The W.T. Bandy Center partnered with our campus colleagues to offer two webinars in the past year.
The Department of French and Italian, the W.T. Bandy Center, the Vanderbilt Cinema & Media Arts Department, and the libraries co-sponsored “Missing the Marc: Trans Identities in Nineteenth-Century France” with guest lecturer Rachel Mesch, professor of English and French and chair, English Department, Yeshiva University; National Endowment for the Humanities Public Scholar Fellowship, 2017-18.
Marc de Montifaud was a renowned art critic before publishing titillating works that were repeatedly censored for “offense to public decency.” Montifaud was bewildered by punishments they felt didn’t fit the crime and continued to write erotic tales as well as passionate treatises in self-defense. They were as angry about being censored as about being sent to a women’s prison rather than the one where male artists and writers were sent for similar infractions.
This talk explored Montifaud’s efforts to express their gender nonconformity, arguing that the disproportionate response by the forces of authority was a function of the public’s inability to identify the precise nature of Montifaud’s affront. Montifaud refused to concede because they thrived on this perpetual misunderstanding, which allowed them to make visible a state of tension with a world that had not yet imagined them.

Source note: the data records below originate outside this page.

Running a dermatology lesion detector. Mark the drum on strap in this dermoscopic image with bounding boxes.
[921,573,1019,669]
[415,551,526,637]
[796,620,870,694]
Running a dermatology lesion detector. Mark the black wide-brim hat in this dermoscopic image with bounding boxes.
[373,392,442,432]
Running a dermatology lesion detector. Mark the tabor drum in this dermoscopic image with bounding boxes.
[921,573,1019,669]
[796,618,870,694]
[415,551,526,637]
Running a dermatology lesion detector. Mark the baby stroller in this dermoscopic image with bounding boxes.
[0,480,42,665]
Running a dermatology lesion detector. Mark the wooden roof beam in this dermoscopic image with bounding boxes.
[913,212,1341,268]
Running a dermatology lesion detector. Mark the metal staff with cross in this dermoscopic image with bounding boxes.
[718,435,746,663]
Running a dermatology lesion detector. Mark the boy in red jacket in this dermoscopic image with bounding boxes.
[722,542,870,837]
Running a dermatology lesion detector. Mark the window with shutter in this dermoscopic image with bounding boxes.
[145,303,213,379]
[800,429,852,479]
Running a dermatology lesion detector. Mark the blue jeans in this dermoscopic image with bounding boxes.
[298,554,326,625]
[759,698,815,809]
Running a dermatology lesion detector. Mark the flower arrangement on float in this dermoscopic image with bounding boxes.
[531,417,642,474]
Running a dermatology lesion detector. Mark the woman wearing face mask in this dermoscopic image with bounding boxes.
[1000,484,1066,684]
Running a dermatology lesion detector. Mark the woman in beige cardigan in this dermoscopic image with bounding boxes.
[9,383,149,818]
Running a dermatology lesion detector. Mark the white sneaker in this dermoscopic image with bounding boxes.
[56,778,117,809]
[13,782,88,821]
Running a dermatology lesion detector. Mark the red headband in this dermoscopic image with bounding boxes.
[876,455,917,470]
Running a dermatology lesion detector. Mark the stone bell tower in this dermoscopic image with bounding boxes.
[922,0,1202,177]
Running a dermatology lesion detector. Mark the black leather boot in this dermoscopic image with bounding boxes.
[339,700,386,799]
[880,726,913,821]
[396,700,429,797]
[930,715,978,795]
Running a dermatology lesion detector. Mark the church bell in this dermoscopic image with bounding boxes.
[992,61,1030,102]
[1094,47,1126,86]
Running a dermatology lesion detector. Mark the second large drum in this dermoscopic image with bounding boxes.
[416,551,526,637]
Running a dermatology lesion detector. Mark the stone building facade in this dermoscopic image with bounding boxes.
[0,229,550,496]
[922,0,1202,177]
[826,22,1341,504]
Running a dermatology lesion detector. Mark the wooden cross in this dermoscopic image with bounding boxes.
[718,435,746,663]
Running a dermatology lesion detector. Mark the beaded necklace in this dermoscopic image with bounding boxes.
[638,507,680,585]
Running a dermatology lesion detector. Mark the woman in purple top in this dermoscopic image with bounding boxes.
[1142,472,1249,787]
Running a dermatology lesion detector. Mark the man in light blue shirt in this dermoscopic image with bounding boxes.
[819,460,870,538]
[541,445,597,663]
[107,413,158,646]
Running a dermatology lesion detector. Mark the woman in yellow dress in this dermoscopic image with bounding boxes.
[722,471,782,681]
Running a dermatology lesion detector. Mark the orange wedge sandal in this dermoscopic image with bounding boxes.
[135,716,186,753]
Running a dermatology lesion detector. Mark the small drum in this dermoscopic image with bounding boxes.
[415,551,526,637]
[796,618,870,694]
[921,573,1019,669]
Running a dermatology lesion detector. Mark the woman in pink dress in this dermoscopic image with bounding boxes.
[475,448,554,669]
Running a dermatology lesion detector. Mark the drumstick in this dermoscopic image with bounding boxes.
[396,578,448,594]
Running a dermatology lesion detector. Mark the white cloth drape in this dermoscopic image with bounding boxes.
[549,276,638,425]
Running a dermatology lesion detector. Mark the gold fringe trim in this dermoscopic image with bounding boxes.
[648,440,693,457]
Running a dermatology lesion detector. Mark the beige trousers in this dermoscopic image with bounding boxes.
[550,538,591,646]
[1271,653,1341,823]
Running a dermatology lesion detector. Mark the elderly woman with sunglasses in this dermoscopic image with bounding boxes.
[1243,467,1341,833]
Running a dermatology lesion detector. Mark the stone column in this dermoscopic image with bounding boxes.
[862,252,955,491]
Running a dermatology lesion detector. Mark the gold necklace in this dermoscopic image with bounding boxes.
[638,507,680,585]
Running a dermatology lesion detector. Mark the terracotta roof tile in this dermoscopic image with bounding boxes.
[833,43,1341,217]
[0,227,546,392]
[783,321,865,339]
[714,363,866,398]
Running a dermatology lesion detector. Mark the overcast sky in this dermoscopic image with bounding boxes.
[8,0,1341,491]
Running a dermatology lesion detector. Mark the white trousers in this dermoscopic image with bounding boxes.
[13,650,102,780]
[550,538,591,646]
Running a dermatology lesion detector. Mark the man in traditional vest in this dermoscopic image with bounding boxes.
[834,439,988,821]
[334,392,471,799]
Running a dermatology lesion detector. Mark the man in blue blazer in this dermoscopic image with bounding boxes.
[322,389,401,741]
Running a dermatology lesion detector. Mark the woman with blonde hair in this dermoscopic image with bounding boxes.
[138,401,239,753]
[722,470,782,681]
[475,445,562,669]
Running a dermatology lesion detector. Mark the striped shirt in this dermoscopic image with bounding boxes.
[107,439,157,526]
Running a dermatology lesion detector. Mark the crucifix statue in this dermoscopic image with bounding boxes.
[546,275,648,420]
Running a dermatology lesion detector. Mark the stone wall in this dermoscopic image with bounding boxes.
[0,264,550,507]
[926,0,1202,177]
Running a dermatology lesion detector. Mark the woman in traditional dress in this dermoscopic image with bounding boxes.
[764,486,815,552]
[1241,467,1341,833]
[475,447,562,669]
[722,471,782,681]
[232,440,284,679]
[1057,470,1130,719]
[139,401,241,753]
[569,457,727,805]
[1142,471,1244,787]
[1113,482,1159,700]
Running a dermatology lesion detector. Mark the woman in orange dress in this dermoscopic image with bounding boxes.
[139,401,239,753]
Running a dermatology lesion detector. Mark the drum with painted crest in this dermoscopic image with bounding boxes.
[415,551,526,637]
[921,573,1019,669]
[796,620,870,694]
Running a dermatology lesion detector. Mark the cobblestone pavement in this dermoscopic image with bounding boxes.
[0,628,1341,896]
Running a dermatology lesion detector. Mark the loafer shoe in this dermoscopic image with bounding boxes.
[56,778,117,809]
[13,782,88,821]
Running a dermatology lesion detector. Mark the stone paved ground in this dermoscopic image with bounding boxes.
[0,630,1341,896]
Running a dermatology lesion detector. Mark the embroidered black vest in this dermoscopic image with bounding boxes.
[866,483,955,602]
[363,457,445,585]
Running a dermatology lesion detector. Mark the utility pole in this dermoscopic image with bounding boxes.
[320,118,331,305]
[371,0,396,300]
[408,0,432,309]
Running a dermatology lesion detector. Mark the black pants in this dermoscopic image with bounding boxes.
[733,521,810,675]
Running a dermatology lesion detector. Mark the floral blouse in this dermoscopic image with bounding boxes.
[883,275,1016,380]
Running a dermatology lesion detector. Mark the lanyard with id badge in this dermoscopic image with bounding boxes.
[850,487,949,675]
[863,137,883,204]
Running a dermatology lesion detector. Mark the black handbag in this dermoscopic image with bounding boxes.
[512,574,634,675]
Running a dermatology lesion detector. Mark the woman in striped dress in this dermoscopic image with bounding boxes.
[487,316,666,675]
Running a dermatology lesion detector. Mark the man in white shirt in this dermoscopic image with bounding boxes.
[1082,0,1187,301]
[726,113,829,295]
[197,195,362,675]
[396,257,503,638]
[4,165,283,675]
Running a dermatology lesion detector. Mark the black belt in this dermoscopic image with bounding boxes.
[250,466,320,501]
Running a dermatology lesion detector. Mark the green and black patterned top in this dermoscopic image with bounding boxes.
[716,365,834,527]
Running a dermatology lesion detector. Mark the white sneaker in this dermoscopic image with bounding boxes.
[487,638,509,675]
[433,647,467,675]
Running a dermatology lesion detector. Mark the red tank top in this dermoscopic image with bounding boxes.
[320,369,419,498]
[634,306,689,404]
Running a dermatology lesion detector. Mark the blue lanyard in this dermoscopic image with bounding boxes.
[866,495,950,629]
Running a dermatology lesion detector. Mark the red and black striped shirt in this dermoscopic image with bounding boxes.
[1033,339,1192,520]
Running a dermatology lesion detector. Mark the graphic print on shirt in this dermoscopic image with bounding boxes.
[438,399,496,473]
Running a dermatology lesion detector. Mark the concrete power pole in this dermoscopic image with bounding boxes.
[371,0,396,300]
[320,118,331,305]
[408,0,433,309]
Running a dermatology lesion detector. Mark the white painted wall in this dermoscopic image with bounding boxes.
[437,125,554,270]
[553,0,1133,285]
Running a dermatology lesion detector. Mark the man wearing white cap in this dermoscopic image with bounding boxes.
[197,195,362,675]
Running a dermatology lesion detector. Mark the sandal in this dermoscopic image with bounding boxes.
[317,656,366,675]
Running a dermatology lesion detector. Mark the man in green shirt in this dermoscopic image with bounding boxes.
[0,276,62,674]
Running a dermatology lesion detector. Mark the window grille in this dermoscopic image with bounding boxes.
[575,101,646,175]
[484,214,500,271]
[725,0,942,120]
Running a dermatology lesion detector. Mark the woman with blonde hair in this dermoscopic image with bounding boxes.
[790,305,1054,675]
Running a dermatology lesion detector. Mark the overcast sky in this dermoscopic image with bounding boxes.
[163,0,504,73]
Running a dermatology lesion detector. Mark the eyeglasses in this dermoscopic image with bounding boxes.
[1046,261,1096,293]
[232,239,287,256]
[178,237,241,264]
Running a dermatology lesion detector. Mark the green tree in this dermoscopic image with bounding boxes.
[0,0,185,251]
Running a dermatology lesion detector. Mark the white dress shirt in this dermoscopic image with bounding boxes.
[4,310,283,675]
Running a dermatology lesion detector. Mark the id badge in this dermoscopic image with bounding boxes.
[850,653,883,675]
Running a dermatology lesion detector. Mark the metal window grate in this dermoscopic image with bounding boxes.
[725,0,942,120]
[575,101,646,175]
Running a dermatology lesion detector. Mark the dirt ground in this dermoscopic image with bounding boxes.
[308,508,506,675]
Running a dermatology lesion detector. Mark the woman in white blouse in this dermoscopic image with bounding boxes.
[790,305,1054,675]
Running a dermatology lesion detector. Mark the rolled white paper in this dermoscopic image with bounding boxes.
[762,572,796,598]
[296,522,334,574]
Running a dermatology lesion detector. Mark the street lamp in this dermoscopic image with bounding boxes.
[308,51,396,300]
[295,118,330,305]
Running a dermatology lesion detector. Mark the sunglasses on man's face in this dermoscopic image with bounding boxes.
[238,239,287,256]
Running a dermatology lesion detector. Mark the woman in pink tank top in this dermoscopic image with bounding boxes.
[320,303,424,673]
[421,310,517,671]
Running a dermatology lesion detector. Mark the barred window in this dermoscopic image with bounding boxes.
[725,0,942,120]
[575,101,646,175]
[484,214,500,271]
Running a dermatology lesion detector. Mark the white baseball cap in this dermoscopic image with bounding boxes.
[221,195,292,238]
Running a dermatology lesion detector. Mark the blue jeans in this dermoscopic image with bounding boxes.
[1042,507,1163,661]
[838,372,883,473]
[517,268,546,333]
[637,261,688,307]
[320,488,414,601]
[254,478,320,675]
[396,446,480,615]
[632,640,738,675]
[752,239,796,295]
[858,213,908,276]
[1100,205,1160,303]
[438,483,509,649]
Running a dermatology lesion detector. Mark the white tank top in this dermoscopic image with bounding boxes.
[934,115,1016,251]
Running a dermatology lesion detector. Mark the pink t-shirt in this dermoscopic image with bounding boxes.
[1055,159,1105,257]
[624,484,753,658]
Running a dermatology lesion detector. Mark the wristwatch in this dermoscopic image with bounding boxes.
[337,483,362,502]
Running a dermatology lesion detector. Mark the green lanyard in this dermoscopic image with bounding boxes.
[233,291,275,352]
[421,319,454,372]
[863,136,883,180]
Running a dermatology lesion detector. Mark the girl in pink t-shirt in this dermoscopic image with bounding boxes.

The second webinar explored the book, The Immortals, set in an infamous neighborhood of Port-au-Prince, on Grand-Rue, where many women, young and old, trade in flesh, sex, and desire. We learn, in glimpses and fragments, about the lives of women who fall in love with the moving images of television, the romance of a novel, and the dreams of escape. In his first novel, Makenzy Orcel ultimately asks: What becomes of these women, their lives, their stories, their desires, and their whims when a violent earthquake brings the capital city and its brothels to their knees?
In this conversation between Makenzy Orcel and Nathan H. Dize (French and Italian), participants discussed the genesis of The Immortals, its legacy eleven years after its publication, the themes it discusses and engenders, and the future of Haitian literature.
This event was sponsored by the W.T. Bandy Center for Baudelaire and Modern French Studies and the Department of French and Italian.